Dengan cepat aku memeluk Mas Agung. Memeluknya erat. Aku bisa merasakan kalau dia tersenyum. “Apa selama ini Ayah kecewa sama Bunda?” Tanyaku tak jelas karena diiringi tangis. Mas Agung menarik tubuhku menjauh dan menuntut kejelasan atas pertanyaanku. “Bunda adalah Ibu yang baik. Sabar. Jadi tidak ada alasan bagi Ayah untuk kecewa sama Bunda. Kenapa Bunda berkata seperti itu?”
Bagaimana mungkin suami yang sebaik ini tega kusia-siakan? Surgaku adalah telapak kakinya. Aku hanya harus berbakti kepadanya. Materi memang bisa membuat hidup manusia di dunia menjadi penuh kejutan. Tapi apa itu bisa menjamin kebahagiaan? Aku baru belajar tentang ini sekarang, ketika aku bangun dan buru-buru menyiapkan sarapan. Bukannya sibuk menyiapkan diri sendiri untuk menumpuk materi yang sebenarnya sudah cukup dari penghasilan Mas Agung.
“Iya Sebentar Nak”
Aku tergesa menuju teras rumah. Baru saja Rendra berteriak bahwa bekalnya tertinggal. Dalam hitungan detik aku telah berada di hadapan pria kecilku dan menyerahkan kotak roti bakar dan segelas susu hangat. Dia tidak terbiasa sarapan di rumah. Chandra tersenyum dalam dekapanku —tangan mungilnya memainkan ujung kerah.
Di sudut garasi, Mas Agung sedang sibuk memanaskan mobil untuk mengantar Rendra sebelum menuju kantornya. Semalam dia libur. Sedangkan hari ini dia dinas pagi. Jam kerjanya tiap hari bergantian antara dinas pagi dan dinas malam.
Akhirnya bulan lalu, hari di mana aku harus kembali ke kantor untuk pertama kalinya. Pada hari itu juga aku datang dan membawa surat pengunduran diriku. Aku sudah memikirkannya berkali-kali dan hasilnya sama. Ini adalah jalan yang terbaik. Untukku. Suamiku. Dan anak-anakku. Aku tidak harus pontang-panting mencari pembantu.

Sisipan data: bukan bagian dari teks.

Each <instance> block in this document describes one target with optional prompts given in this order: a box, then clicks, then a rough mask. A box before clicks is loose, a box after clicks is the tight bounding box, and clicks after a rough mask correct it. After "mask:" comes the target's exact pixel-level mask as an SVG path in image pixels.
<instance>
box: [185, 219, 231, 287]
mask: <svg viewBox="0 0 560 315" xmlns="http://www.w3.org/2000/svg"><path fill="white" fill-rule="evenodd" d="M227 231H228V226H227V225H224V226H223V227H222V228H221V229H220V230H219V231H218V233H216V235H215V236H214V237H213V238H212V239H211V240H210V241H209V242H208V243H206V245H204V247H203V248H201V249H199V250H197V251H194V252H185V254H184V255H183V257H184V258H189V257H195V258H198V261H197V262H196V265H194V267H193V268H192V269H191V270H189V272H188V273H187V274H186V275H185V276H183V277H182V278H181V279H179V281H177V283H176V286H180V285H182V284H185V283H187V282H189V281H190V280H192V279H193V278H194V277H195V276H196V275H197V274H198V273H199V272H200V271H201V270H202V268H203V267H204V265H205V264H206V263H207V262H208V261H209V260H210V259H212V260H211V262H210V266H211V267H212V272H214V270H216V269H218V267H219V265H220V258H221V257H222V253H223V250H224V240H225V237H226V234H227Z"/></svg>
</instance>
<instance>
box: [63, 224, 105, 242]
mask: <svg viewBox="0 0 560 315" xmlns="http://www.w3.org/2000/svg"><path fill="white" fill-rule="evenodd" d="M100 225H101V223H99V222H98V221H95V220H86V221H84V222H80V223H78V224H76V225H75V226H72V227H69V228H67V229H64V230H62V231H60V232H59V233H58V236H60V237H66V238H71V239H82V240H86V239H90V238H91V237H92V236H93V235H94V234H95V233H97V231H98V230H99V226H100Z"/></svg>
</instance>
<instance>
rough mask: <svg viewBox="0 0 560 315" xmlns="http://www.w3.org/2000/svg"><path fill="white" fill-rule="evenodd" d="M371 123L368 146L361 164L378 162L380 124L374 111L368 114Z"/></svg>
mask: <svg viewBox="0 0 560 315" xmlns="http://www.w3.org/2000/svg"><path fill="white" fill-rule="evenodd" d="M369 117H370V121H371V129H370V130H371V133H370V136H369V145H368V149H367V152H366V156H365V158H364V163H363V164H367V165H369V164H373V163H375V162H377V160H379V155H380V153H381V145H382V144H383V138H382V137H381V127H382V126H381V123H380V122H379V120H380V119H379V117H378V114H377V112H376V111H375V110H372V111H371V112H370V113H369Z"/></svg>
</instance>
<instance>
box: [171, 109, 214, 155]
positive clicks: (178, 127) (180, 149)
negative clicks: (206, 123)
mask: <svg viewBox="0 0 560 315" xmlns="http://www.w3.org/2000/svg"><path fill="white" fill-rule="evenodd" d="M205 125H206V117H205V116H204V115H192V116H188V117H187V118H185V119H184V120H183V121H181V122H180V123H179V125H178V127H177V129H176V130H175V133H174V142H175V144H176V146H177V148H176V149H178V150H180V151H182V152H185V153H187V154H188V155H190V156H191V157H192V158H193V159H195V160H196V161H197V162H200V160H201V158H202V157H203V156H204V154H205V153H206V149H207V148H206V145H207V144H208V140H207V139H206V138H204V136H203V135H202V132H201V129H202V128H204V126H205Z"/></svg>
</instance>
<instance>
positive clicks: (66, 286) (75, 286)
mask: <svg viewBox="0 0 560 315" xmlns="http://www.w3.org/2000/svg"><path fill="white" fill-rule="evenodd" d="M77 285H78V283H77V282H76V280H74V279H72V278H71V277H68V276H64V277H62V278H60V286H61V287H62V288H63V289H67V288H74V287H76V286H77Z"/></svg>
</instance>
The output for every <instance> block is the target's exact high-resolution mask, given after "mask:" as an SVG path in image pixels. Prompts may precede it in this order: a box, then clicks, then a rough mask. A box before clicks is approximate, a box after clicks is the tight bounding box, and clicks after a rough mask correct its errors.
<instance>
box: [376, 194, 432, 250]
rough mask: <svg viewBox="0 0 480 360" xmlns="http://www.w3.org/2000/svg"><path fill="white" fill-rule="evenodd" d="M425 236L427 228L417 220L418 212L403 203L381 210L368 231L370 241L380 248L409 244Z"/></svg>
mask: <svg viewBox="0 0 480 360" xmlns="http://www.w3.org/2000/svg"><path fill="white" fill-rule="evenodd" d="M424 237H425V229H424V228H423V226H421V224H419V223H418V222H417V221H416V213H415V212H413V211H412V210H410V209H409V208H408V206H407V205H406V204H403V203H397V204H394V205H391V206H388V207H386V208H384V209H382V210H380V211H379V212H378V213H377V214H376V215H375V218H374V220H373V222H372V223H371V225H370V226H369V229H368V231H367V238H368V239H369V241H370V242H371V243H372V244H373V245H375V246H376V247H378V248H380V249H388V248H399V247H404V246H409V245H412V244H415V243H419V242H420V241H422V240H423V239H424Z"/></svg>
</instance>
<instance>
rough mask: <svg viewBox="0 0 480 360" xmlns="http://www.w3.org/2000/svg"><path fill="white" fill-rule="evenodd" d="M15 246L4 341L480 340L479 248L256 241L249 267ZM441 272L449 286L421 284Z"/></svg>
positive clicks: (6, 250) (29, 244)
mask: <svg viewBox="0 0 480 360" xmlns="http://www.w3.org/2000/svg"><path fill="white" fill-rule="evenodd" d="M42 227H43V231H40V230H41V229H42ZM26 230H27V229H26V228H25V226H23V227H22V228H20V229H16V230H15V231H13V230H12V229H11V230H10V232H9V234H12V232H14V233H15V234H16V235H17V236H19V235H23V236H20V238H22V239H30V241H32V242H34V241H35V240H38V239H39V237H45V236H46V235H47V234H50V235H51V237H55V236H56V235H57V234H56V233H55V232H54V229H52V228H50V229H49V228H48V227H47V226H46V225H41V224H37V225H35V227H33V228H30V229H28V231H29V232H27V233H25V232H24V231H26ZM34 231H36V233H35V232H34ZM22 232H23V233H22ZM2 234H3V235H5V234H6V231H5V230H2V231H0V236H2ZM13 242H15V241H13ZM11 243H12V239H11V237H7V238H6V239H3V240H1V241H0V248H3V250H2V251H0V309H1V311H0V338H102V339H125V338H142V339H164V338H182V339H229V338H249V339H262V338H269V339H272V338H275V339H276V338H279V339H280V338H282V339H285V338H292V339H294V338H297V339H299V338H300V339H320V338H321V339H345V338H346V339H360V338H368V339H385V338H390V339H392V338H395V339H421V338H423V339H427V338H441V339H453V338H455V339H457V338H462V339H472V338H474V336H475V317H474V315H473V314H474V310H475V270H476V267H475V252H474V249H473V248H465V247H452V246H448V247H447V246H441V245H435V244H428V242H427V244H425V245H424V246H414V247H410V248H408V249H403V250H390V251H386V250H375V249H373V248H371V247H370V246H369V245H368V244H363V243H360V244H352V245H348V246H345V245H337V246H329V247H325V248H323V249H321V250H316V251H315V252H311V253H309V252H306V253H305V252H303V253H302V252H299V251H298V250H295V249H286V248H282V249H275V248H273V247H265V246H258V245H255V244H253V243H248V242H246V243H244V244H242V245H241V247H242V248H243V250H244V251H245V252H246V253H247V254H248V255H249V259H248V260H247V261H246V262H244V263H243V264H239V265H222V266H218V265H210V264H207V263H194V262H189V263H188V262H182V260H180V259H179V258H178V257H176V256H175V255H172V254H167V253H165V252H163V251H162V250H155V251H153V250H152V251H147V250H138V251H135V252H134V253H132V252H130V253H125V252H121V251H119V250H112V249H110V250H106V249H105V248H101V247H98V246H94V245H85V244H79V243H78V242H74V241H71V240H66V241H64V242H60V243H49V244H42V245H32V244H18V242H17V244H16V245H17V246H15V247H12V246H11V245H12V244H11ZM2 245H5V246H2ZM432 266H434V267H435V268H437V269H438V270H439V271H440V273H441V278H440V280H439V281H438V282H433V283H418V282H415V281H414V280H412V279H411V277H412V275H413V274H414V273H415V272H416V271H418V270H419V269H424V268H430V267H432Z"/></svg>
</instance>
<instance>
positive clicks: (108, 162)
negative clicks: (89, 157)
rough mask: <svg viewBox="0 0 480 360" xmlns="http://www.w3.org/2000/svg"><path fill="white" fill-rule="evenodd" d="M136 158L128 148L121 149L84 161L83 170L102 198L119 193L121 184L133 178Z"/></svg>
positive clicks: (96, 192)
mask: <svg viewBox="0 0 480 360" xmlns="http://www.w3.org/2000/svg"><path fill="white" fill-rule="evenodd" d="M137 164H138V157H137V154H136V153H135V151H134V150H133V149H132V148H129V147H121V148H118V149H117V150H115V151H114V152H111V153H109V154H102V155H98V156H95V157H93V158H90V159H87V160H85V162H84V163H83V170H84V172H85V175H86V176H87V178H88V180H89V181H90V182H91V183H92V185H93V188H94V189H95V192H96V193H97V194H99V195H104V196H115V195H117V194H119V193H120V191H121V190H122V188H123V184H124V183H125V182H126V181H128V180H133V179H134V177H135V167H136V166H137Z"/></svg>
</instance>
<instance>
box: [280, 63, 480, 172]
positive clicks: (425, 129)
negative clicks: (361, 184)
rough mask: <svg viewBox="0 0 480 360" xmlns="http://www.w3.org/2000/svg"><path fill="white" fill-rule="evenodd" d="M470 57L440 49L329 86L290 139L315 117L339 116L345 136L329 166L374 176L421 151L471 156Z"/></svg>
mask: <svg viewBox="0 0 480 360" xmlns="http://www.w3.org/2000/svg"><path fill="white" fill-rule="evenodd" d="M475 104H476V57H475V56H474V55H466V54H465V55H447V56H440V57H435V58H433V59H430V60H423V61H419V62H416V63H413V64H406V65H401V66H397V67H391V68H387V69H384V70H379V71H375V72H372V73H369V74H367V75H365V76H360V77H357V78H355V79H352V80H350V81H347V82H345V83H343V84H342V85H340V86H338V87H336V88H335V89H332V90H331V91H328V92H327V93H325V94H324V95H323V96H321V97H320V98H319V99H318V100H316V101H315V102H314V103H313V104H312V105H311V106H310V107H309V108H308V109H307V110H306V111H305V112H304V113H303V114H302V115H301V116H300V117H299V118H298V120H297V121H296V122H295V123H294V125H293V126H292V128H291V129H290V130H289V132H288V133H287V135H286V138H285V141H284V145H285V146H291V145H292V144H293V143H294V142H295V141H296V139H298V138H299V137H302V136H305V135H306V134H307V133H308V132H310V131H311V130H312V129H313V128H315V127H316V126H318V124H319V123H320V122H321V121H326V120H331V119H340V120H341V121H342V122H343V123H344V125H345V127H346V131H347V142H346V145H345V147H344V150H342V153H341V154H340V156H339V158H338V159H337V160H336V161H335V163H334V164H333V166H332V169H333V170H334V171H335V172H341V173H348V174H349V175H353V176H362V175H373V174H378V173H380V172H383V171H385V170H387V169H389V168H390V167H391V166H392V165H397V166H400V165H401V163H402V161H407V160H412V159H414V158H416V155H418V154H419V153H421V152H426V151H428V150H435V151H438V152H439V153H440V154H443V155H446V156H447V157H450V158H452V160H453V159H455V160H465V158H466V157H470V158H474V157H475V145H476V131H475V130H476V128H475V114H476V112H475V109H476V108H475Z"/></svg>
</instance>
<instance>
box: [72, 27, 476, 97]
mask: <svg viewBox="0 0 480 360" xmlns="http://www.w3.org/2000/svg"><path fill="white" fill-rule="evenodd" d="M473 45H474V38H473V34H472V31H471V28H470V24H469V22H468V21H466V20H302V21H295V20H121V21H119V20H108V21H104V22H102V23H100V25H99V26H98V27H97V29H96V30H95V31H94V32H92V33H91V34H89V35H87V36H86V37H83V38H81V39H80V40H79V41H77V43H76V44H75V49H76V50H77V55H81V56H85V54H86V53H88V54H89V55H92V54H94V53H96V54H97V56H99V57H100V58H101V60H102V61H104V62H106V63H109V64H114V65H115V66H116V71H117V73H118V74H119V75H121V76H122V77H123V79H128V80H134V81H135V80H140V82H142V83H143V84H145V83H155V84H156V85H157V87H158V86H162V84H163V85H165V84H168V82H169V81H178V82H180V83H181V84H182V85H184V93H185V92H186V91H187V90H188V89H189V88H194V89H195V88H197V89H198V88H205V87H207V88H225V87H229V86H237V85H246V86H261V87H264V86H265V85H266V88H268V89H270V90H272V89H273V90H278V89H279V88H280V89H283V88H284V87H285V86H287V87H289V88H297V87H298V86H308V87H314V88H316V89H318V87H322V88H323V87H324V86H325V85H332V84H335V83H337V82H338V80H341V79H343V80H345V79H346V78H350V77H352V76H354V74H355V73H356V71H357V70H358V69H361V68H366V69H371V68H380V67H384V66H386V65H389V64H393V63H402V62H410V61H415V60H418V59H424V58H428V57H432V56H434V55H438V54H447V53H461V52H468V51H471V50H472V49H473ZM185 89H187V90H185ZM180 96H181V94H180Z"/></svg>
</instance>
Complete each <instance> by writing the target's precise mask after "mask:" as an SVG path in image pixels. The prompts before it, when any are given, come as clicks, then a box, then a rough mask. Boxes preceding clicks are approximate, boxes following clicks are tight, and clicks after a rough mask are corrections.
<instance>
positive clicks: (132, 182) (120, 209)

Suamiku bahagia karena aku selalu berada di rumah ketika dia berangkat dan pulang kerja. Rendra pun senang karena dia tidak dititipkan ke yayasan lagi. Kami memasukkannya ke PAUD (Pendidikan anak usia dini). Dan Chandra, aku akan mengurus dan membesarkannya dengan tanganku sendiri. Dengan kasih sayangku yang tak terbatas.
Aku tersenyum. Bahagia. Bahagia karena keputusanku yang bijak. Aku yakin setiap orang pasti punya rejekinya masing-masing. Aku tidak harus khawatir karena aku yakin bahwa keputusanku ini tidak akan membuat kami kekurangan materi. Ini adalah kebahagiaan yang sesungguhnya, yang selama ini aku belum pernah dapatkan. Aku yakin Tuhan punya rencana yang indah.